12. Verfahren nach Anspruch 11, wobei der Maßstabfaktor verändert wird, um die Rate zu
ändern, mit der die bestimmte Dämpfung geändert wird.
13. Verfahren nach Anspruch 1, wobei die bestimmte Dämpfung inkremental Rahmen für Rahmen
durch einen ersten Dämpfungsfaktor (590) modifiziert wird, wenn die Sprachinformation
nicht im Erfassungsgchritt erfaßt wird.
14. Verfahren nach Anspruch 13, wobei die bestimmte Dämpfung inkremental durch einen zweiten
Dämpfungsfaktor (610) angepaßt wird, der auf der Geräuschschätzung basiert.
15. Verfahren nach Anspruch 2, wobei für den Fall, daß keine Sprache erfaßt wird, die
Geräuschschätzung ein dynamischer Durchschnitt der Rahmenenergie ist.

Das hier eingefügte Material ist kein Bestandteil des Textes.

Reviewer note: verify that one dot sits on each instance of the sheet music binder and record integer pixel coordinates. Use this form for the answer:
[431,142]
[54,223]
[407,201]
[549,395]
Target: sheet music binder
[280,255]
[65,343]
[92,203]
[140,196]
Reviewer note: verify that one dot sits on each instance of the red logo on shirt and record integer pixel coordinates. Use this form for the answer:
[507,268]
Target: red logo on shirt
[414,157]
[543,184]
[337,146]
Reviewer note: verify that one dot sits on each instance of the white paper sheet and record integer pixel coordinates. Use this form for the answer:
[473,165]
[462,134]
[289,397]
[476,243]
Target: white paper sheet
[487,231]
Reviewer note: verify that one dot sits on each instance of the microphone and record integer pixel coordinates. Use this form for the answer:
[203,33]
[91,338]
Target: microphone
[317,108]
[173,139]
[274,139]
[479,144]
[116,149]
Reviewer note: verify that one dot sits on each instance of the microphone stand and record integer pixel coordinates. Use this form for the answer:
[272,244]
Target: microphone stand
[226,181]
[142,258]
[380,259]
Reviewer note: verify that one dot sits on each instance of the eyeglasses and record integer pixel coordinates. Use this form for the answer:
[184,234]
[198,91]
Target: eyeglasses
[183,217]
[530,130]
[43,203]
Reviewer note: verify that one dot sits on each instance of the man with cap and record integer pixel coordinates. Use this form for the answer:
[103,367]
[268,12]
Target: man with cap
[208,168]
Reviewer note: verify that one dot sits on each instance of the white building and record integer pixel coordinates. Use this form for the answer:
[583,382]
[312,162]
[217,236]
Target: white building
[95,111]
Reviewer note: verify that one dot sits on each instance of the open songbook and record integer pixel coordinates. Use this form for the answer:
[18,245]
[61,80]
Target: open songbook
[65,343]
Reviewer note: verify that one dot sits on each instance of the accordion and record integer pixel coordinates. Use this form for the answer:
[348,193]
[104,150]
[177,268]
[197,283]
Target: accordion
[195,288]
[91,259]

16. Vorrichtung zur Reduktion von Geräuschen bei empfangenen Rahmen von digitalisierten
Audiosignalen, die Sprache und Hintergrundgeräusche einschließen, wobei die Vorrichtung
folgendes umfaßt:
eine Spracherfassungsvorrichtung (110), um zu erfassen, ob ein aktueller Rahmen digitalisierter
Audiosignale Sprachinformationen enthält, und
einen Dämpfer (130) zur Bestimmung einer Dämpfung, die bei den digitalisierten Audiosignalen
zu verwenden ist, basierend auf der Spracherfassung und einer Funktion des Hintergrundgeräusches,
welche die Hintergrundgeräusche minimiert und zum Anwenden der bestimmten Dämpfung
bei den digitalisierten Audiosignalen, wobei die Dämpfung folgendes einschließt:
einen Keine-Sprache-Dämpfer (260) zur Bestimmung und Anwendung einer ersten Dämpfung
bei den digitalisierten Audiosignalen, wenn von der Spracherfassungsvorrichtung keine
Sprache erfaßt worden ist, und
einen variablen Dämpfer (270) zur Bestimmung und Anwendung einer Zweiten Dämpfung
bei den digitalisierten Audiosignalen.
17. Vorrichtung nach Anspruch 16, die des weiteren folgendes umfaßt:
eine Rahmenenergieschätzvorrichtung (210) zur Bestimmung der Energie eines aktuellen
Rahmens digitalisierter Audiosignale, und
eine Geräuschschätzvorrichtung (230) zur Bestimmung einer Schätzung der Hintergrundgeräusche,
wobei die Spracherfassungsvorrichtung (110) erfaßt, ob der aktuelle Rahmen Sprachinformationen
enthält, basierend auf einer Geräuschschätzung und einem Sprachschwellenwert.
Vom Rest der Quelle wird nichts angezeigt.